All (or at least all I know of) modern MTB cassettes are interchangeable. I had a 9-speed 11-34T Shimano with worn out middle cogs. There are 3 pins that hold the cassette together. Grind the heads of the pins off, slide them out, and the whole thing falls apart into a mess of loose cogs and spacers. You don't need to replace the pins. One you have all of the loose parts you can mix and match what you want. You can even use cogs from other manufacturers I think, or use cogs from a cassette with a different # of speeds. The cogs are all interchangeable, but the spacers, along with the # of cogs are what make it a 7-speed, 8-speed etc. 

Sheldon Brown had a lot to say about this stuff on his website. Also, there are some places that sell loose cogs on the net, but I can't remember who.


----------



## marpilli (Feb 8, 2011)

That's great information, thank you.

Now, I'll go searching for more information on building/modifying a cassette.


----------



## Pollution Warrior (Apr 3, 2010)

You might want to get your riding buddies to give you some old worn out cassettes to play around with. The 34T that you want is usually one of the last to wear out so you may be able to find one.


----------



## FireDog46 (Jan 13, 2004)

*Harris Cyclery*



marpilli said:


> That's great information, thank you.
> 
> Now, I'll go searching for more information on building/modifying a cassette.


http://sheldonbrown.com/harris/k7.html

http://harriscyclery.net/itemdetails.cfm?ID=800


----------



## Dion (Oct 22, 2009)

I have the Shimano mega on two of my bikes. They aren't pretty nor are they light, but they work.
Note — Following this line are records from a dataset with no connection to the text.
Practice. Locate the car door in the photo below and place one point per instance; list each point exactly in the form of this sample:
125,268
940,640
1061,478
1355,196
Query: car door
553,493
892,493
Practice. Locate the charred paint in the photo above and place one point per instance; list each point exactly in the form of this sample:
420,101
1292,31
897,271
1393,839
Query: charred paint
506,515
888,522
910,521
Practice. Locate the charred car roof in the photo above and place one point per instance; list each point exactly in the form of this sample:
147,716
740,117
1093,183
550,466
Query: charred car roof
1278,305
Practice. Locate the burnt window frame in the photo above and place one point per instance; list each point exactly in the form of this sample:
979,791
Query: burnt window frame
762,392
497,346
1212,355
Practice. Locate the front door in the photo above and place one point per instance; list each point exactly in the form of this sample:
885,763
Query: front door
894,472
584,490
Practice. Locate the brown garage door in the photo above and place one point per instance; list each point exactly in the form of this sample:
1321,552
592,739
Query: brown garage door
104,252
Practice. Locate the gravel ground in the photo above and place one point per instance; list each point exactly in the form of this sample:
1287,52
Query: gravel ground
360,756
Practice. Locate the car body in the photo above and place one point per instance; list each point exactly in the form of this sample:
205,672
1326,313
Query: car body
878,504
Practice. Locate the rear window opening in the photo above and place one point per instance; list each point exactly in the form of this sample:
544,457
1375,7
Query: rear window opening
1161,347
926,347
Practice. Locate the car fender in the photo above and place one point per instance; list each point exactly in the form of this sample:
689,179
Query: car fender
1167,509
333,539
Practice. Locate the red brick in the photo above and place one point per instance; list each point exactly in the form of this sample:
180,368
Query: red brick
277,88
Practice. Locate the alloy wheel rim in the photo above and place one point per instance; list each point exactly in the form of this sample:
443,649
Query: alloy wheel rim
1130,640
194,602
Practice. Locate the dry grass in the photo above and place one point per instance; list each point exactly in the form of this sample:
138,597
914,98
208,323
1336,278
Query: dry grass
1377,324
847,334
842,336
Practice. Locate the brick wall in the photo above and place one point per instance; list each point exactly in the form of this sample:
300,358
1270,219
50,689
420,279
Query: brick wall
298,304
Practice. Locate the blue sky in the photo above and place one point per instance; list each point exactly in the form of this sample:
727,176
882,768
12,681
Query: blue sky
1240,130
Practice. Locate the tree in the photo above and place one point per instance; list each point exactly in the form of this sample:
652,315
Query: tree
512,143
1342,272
Raced CX last year with one. 

They are super cheap and you can get them at Universal Cycles.


----------



## marpilli (Feb 8, 2011)

Dion said:


> I have the Shimano mega on two of my bikes. They aren't pretty nor are they light, but they work.


Do you know if you have the HG30 or HG40 versions? It appears the HG30 is black/brass color while the HG40 is a chrome finish (and looks to be drilled out in spots).


----------



## Dion (Oct 22, 2009)

marpilli said:


> Do you know if you have the HG30 or HG40 versions? It appears the HG30 is black/brass color while the HG40 is a chrome finish (and looks to be drilled out in spots).


I have one of each. These are also dime-a-dozen on Amazon.


----------



## marpilli (Feb 8, 2011)

Dion said:


> I have one of each. These are also dime-a-dozen on Amazon.


Have you noticed if one model wears more than the other? Or, do both seem to be equally strong?

I agree that they're cheap. That's why those two are on my short list.


----------